Afghan cinema that has survived Taliban

Thousands of hours of footage, hidden from the militants, are being digitised

September 08, 2017 09:59 pm | Updated 10:01 pm IST - Kabul

Reel life:  An employee of the state-run Afghan Film department preparing for a film’s screening.

Reel life: An employee of the state-run Afghan Film department preparing for a film’s screening.

When the Taliban charged in to Afghanistan’s state-run film company in the mid-1990s intent on destroying all the movies, Habibullah Ali risked everything to save them.

He hid thousands of reels of footage showcasing Afghanistan’s rich cultural history, knowing that if the Taliban found out, he faced certain death.

Taliban burned several movie reels before leaving in 2001.

7,000 films

But they failed to discover some 7,000 precious films that Mr. Ali and his colleagues hid in various places across the Kabul premises of Afghan Film.

Two decades later, those reels, which include long-lost movies and documentary images of Afghanistan before it was ravaged by violence, are being made available to watch again through digitisation.

The years-long project will bring back to life hugely popular Afghan feature films, centred on love rather than war, and introduce young Afghans to a side of their country they’ve never known — peace.

The digitisation of the footage — of which there are tens of thousands of hours — is being overseen by Afghan Film general director Mohammad Ibrahim Arify.

Mr.
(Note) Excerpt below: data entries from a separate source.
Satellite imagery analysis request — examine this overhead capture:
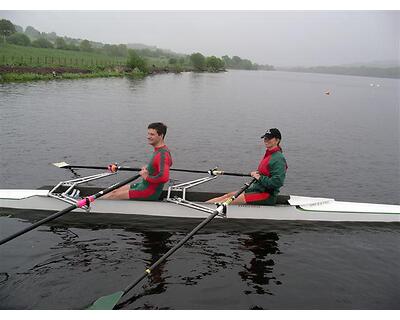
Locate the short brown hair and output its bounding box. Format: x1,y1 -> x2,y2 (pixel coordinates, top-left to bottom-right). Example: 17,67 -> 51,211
147,122 -> 167,138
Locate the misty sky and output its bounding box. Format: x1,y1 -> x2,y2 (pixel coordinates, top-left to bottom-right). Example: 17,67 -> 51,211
0,11 -> 400,66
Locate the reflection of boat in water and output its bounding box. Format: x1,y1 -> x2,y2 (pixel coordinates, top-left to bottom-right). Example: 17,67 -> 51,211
239,232 -> 281,294
118,232 -> 172,309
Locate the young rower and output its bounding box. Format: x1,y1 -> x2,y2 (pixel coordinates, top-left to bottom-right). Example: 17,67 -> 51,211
207,128 -> 287,205
102,122 -> 172,201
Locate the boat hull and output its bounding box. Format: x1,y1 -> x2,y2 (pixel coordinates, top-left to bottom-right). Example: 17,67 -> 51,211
0,190 -> 400,222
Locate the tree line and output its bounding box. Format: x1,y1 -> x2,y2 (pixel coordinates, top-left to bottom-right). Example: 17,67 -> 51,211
0,19 -> 274,72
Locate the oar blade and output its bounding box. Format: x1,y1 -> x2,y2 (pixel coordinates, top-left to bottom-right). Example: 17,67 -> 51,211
86,291 -> 124,310
52,161 -> 69,168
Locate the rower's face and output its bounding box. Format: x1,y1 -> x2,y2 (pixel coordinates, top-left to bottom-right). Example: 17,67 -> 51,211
264,138 -> 279,149
147,129 -> 163,146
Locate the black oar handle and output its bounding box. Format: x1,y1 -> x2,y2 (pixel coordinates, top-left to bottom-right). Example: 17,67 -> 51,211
0,174 -> 140,245
117,178 -> 257,306
62,165 -> 251,177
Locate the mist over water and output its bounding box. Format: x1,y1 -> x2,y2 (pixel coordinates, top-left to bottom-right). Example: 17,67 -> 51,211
0,71 -> 400,309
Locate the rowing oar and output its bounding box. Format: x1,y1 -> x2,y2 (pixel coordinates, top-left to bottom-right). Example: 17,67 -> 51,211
87,178 -> 256,310
53,162 -> 251,177
0,174 -> 140,245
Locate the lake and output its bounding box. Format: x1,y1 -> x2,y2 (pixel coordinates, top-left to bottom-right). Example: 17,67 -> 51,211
0,71 -> 400,309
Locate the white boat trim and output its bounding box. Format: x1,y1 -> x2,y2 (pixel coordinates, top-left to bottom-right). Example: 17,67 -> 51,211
0,189 -> 400,222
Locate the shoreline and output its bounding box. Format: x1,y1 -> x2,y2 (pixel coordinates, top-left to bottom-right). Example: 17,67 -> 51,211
0,65 -> 226,83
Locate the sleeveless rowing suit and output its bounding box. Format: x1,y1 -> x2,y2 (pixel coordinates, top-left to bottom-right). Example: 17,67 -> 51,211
244,146 -> 287,206
129,145 -> 172,201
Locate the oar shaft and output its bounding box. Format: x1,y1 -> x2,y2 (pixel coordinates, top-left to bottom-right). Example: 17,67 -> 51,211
119,178 -> 256,304
0,204 -> 78,245
0,174 -> 140,245
62,165 -> 250,177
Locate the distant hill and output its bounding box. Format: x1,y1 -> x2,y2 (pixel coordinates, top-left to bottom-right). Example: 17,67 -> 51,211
4,19 -> 274,70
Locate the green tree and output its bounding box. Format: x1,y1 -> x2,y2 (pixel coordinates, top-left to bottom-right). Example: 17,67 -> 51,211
126,49 -> 148,73
79,40 -> 93,52
55,37 -> 68,50
7,32 -> 31,47
14,24 -> 24,33
190,52 -> 206,71
32,38 -> 53,48
0,19 -> 16,43
25,26 -> 41,40
168,58 -> 178,65
206,56 -> 224,72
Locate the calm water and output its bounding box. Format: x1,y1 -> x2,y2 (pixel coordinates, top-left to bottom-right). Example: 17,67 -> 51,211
0,71 -> 400,309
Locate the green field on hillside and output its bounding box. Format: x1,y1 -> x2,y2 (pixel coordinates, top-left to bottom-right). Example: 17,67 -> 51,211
0,44 -> 126,69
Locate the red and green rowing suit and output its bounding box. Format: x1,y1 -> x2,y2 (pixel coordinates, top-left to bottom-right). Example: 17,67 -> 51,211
129,145 -> 172,201
244,146 -> 287,206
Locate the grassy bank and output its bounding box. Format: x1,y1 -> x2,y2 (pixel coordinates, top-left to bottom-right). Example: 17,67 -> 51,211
0,44 -> 126,69
0,71 -> 124,83
0,44 -> 222,83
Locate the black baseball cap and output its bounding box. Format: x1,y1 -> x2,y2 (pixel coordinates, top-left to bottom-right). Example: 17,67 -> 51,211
261,128 -> 282,140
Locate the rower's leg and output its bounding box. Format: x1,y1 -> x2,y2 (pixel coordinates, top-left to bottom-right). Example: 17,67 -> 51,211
100,185 -> 129,200
231,193 -> 246,204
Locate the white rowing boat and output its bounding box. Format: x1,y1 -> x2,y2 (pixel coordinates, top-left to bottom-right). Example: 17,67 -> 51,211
0,173 -> 400,222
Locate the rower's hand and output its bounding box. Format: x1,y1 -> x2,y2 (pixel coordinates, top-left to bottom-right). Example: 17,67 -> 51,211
250,171 -> 261,180
107,163 -> 118,173
139,166 -> 149,180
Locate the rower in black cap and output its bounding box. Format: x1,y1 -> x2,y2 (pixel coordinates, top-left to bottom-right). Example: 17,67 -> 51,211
207,128 -> 287,205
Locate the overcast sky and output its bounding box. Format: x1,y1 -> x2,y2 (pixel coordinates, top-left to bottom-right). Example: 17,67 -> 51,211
0,11 -> 400,66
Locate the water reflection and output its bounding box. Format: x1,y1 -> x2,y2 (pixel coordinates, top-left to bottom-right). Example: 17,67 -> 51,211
116,232 -> 172,309
239,232 -> 281,295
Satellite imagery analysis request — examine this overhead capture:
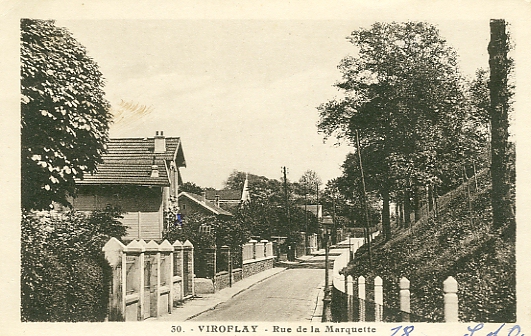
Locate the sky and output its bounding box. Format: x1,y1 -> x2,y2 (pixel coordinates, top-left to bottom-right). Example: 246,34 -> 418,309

Arify said they have 32,000 hours of 16-millimetre film and 8,000 hours of 35-mm film, but cataloguing is still ongoing, as members of the public continue to hand in movies that they themselves hid from the Taliban.

The project began this year and Mr. Arify hopes the entire library can be completed within two years.

Afghanistan’s state-produced movies of the 1970s were hugely popular among Afghans. The Farsi and Pashto-language films focused on themes of romance, culture and friendship.

The documentary footage dates from the 1920s to the late 1970s.

Afghan Film hopes broadcasters will air the old movies and footage, while a private media group has plans to make a web channel.